My attempt: $$\vec{OM} = \frac{1}{3}(\vec{OP_1} + \vec{OP_2} + \vec{OP_3})$$
$\vec{OM_1}$ is the coordinate for the center of mass of the base and $\vec{OM_2}$ is the coordinate of the center of mass of the tetrahedron. To find the center of mass of the tetrahedron, I do the following:
$$\begin{align} \vec{OM_2} &= \frac{\vec{OM} - \vec{OP_4}}{2} \\ \vec{OM_2} &= \frac{\frac{1}{3}(2,1,4) - (3,1,4)}{2} \\ \vec{OM_2} &= (-\frac{1}{3}, -\frac{1}{6}, -\frac{8}{6}) \end{align}$$
This is wrong since the answer is: $$(\frac{5}{4}, \frac{1}{2}, 2)$$
What have I done wrong? I'd really appreciate tips / explanations exactly where I am wrong.

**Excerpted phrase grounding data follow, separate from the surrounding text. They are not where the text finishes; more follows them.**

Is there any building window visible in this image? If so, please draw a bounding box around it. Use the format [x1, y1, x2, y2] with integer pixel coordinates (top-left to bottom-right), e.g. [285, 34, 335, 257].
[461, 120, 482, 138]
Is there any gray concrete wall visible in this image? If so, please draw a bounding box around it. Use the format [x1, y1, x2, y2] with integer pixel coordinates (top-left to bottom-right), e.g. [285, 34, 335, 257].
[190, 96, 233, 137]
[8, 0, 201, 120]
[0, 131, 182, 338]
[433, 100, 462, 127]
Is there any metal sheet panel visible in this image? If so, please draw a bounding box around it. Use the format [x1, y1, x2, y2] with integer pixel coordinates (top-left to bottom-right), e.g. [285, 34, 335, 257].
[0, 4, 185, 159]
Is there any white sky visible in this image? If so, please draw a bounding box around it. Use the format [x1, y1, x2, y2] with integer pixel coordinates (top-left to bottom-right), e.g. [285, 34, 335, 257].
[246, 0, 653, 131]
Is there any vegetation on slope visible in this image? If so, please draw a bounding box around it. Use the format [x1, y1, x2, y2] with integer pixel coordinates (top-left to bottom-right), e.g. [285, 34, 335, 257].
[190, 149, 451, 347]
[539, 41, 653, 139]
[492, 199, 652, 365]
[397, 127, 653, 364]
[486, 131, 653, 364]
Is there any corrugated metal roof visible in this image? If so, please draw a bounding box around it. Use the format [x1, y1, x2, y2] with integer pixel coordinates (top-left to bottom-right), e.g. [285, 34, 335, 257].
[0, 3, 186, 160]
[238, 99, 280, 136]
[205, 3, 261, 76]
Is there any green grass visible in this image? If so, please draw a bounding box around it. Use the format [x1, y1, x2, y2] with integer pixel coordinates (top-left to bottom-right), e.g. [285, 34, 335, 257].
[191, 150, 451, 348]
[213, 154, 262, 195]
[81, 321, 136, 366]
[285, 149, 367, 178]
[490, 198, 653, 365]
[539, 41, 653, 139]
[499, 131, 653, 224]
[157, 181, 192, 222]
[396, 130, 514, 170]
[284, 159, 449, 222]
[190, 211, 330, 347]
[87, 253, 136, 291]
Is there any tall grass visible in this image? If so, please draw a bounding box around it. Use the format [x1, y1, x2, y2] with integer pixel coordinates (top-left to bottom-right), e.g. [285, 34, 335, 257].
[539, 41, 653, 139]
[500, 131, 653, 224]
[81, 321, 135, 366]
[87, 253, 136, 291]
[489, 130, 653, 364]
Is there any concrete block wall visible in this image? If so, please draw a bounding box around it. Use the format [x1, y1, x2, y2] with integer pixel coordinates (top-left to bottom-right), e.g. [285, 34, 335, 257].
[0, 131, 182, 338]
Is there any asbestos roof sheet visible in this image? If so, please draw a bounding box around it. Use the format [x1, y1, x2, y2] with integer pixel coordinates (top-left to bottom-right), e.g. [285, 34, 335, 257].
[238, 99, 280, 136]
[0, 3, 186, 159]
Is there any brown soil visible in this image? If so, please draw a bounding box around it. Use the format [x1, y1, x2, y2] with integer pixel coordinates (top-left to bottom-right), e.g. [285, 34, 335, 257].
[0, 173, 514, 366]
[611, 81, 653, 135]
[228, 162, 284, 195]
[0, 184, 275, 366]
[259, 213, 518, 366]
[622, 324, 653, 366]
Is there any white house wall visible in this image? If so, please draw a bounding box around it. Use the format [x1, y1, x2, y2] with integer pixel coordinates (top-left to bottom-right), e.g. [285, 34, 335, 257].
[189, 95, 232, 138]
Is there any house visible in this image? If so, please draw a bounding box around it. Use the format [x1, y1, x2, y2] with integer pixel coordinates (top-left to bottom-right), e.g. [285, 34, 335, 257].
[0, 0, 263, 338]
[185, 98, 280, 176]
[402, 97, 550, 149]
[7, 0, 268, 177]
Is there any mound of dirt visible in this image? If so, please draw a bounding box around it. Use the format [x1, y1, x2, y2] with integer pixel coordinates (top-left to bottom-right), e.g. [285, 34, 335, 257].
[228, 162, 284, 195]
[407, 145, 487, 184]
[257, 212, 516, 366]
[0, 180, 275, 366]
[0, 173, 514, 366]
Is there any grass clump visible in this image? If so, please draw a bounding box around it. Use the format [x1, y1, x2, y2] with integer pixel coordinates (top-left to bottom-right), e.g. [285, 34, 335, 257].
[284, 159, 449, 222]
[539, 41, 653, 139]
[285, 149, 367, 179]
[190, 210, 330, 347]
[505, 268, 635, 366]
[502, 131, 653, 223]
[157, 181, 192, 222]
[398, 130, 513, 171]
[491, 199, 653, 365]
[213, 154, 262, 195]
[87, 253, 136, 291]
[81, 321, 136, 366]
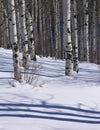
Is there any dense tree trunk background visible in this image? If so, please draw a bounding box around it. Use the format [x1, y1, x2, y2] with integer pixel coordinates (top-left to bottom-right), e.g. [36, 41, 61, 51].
[0, 0, 100, 79]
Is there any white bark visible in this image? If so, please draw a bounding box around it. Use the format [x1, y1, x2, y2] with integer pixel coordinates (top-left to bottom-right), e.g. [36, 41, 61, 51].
[18, 0, 29, 69]
[71, 0, 79, 72]
[26, 10, 36, 61]
[7, 0, 21, 80]
[64, 0, 73, 76]
[83, 0, 89, 62]
[15, 0, 21, 52]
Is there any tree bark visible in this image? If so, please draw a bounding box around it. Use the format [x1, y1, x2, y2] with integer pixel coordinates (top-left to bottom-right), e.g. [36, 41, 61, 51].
[71, 0, 79, 72]
[83, 0, 89, 62]
[7, 0, 21, 80]
[18, 0, 29, 69]
[64, 0, 73, 76]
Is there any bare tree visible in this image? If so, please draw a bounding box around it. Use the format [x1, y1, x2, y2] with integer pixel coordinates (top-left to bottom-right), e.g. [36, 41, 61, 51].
[63, 0, 73, 76]
[7, 0, 21, 80]
[83, 0, 89, 62]
[18, 0, 29, 69]
[71, 0, 79, 72]
[26, 7, 36, 61]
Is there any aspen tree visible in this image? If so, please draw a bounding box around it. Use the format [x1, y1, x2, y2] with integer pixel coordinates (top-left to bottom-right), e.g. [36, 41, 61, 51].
[42, 0, 46, 56]
[18, 0, 29, 69]
[15, 0, 21, 52]
[71, 0, 79, 72]
[0, 0, 5, 48]
[57, 0, 61, 59]
[32, 0, 38, 55]
[83, 0, 89, 62]
[26, 8, 36, 61]
[95, 1, 100, 63]
[58, 1, 63, 59]
[45, 1, 51, 57]
[44, 1, 53, 57]
[77, 1, 84, 61]
[0, 0, 8, 48]
[63, 0, 67, 55]
[7, 0, 21, 80]
[48, 1, 54, 57]
[92, 0, 96, 62]
[54, 0, 59, 59]
[49, 3, 54, 57]
[38, 0, 44, 56]
[63, 0, 73, 76]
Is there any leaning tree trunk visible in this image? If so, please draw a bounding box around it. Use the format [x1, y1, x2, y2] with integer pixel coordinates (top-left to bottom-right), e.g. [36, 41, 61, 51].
[7, 0, 21, 80]
[63, 0, 73, 76]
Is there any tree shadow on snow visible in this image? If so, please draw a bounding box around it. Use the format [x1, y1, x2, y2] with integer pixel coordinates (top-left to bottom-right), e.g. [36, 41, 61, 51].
[0, 102, 100, 124]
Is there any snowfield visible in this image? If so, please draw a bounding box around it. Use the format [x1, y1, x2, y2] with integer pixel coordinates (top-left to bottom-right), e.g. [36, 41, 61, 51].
[0, 48, 100, 130]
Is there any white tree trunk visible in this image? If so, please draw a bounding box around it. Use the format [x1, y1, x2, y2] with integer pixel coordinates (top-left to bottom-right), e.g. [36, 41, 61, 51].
[7, 0, 21, 80]
[92, 0, 96, 62]
[26, 9, 36, 61]
[64, 0, 73, 76]
[83, 0, 89, 62]
[71, 0, 79, 72]
[18, 0, 29, 69]
[15, 0, 21, 52]
[54, 0, 59, 59]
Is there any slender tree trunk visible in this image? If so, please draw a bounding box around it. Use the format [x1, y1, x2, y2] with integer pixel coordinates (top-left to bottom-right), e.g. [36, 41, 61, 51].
[95, 2, 100, 64]
[59, 1, 64, 59]
[15, 0, 21, 52]
[54, 0, 59, 59]
[92, 0, 96, 62]
[77, 1, 84, 61]
[18, 0, 29, 69]
[83, 0, 89, 62]
[39, 0, 44, 56]
[0, 0, 8, 49]
[42, 0, 46, 56]
[7, 0, 21, 80]
[32, 0, 38, 55]
[63, 0, 67, 58]
[0, 0, 4, 48]
[49, 8, 54, 57]
[63, 0, 73, 76]
[48, 2, 53, 57]
[26, 9, 36, 61]
[71, 0, 79, 72]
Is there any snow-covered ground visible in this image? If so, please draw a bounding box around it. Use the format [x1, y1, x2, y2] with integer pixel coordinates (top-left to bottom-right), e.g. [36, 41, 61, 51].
[0, 48, 100, 130]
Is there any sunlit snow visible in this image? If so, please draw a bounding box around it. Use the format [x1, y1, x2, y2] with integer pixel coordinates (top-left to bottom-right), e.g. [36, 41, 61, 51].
[0, 48, 100, 130]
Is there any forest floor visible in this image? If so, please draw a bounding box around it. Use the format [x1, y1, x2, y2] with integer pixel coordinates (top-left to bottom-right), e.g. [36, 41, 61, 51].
[0, 48, 100, 130]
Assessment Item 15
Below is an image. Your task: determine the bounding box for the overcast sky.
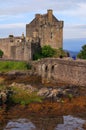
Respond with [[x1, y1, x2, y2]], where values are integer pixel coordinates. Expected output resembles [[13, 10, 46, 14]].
[[0, 0, 86, 39]]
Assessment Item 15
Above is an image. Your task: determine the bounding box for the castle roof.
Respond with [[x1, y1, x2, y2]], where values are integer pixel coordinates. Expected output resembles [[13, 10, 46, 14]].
[[27, 9, 61, 27]]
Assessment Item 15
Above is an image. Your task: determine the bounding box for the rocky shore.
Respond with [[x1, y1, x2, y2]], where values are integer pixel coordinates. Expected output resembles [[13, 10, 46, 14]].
[[0, 71, 86, 129], [0, 70, 86, 104]]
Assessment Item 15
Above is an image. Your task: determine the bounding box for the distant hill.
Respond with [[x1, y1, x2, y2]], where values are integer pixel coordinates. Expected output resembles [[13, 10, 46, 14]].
[[68, 50, 79, 57], [63, 38, 86, 52]]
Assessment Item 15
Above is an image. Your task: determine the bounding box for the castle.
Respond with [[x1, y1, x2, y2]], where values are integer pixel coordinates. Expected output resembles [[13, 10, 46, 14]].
[[0, 10, 64, 61]]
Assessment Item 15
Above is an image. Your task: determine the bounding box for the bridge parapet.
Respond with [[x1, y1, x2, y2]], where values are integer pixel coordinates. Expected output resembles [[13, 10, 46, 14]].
[[32, 58, 86, 86]]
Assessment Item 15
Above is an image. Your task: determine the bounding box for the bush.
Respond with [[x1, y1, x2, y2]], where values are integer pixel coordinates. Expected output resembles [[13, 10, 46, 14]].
[[77, 44, 86, 59], [33, 45, 56, 60], [11, 86, 43, 105], [33, 45, 68, 60], [0, 50, 3, 58], [53, 48, 68, 58], [41, 45, 56, 58], [33, 53, 42, 60]]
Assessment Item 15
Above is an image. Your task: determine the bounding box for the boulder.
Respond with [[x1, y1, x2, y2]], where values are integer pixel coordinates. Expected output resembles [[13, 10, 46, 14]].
[[47, 89, 58, 98], [37, 88, 50, 97], [10, 82, 37, 92], [82, 122, 86, 129]]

Fact. Let $\{v_1,v_2,v_3,v_4\}$ be the vertices of a tetrahedron $T$. Then the center of mass of $T$ is $$ \overline x=\frac{1}{4}\bigl(v_1+v_2+v_3+v_4\bigr) $$ Details of this proof can be found here.
Applying the result to your tetrahedron gives \begin{align*} \overline x &= \frac{1}{4}\bigl(v_1+v_2+v_3+v_4\bigr) \\ &= \frac{1}{4}\bigl(2-1+1+3,0+1+0+1,1+1+2+4\bigr) \\ &= \frac{1}{4}(5,2,8) \end{align*} which matches your desired result.
Essentially, you need to weight each vertex evenly and you seem to have taken a weighted sum.